Li — who first started playing piano at five, now plays violin, guitar, bass, drums, mini-harp, flute — cut her teeth in Toronto’s live music scene, but won over a new legion of fans during the pandemic posting solo bedroom jams, playing every instrument, cut together to create soothing, noodly grooves. Li’s 2022 debut LP, Duality, featured Jay Som, beabadoobee, and Dreamer Isioma, established her mode for creating cinematic dream-pop, and garnered a Juno Award nomination for Alternative Album of the Year. But while the record in part explores her mixed heritage and interiority, Li now concedes its lyrics are “shrouded, poetic, and pretty vague,” adding “I think it feels more exciting to me now to connect with people in a really direct way.”
With tours opening for Japanese Breakfast, Wolf Alice, and beabadobee under her belt, and working with producers Monsune (SZA, Drake) and Andrew Lappin (L’Rain), When a Thought Grows Wings is a sonic and emotional level-up. Weaving her harp-rippled, baroque-pop through with jazz flute and gritty riffs, the album is a testament to Luna Li’s prowess as a charismatic frontperson, songwriter, arranger, and continuously curious multi-instrumentalist.
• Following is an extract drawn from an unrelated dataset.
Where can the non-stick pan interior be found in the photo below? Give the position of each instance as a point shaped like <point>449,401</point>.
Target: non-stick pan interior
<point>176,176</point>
A portrait of Hannah Bussiere Kim on her journey, ever-evolving, the lines between Li and Kim artfully and deliberately blurred.
John Roseboro
Known for his buttery voice and distinct strumming, singer-songwriter and visual artist John Roseboro has been making a name for himself in the indie scene, redefining and innovating the genre from Brooklyn, NY.
Building off of the likes of João Gilberto and Antônio Carlos Jobim, Roseboro’s post-bossa style carries other similarities to the greats in that his music focuses on personal and social justice, undertaking major concepts such as human rights, love, and religion, being described as “probably the music that will heal the world… impossible to be indifferent, in voice and soul.”
John cites his upbringing, particularly his living with the Amish and years as a mortician, as informing his playing and perspective. The new artist has received praise from indie giants Field Medic, Thee Sacred Souls, Men I Trust, and Frankie Cosmos drawing comparisons to King Krule, Steve Lacy, Elliott Smith and Seu Jorge.
After independently garnering a loyal online and live show audience and self-releasing the culturally acclaimed ‘Johnny’, Roseboro has returned with “Four Cantos, moving the culture forward with no end in sight.